Aku menarik ujung bibirku membentuk sebuah senyuman ketika mengingat hal itu lagi. Kenangan-kenangan itu adalah kenangan paling indah yang pernah kami lalui bersama. Jantungku mulai berdetak lebih cepat ketika aku mengingat senyuman manisnya yang pernah dia layangkan untukku. Aku sungguh menyukai senyumnya itu. Ketika dia tersenyum, terbentuklah lekukan yang dalam di kedua pipinya. Membuat wajahnya semakin menarik untuk dilihat.
Tak hanya itu, sikapnya yang baik, suaranya yang halus ketika berbicara, dan tatapan matanya yang lembut sukses membuatku menyukainya selama 13 tahun lamanya.

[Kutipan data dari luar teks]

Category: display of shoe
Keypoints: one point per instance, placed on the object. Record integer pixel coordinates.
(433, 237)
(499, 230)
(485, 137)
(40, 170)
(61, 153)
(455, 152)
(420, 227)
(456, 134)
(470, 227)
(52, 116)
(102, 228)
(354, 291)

Ya, kalian tidak salah dengar. Aku sudah mulai menyukainya saat usiaku masih 8 tahun. Namun, aku tidak pernah menyatakan perasaanku padanya. Aku terlalu takut. Aku takut dia akan menjauh. Aku takut hubungan kami akan menjadi canggung nantinya.
Selama 13 tahun, aku mengetahui semua kisah cintanya. Mulai dari pacar pertamanya saat SMP, hingga sekarang. Hatiku benar-benar sakit ketika Leo bilang bahwa dia sudah punya pacar untuk pertama kalinya. Aku menangis semalaman karena patah hati. Aku mencoba berbagai cara untuk melupakannya, bahkan aku sempat menjauhinya hanya agar perasaan suka padanya itu hilang. Tapi semua usaha itu sia-sia, sampai saat ini pun aku masih menyukainya.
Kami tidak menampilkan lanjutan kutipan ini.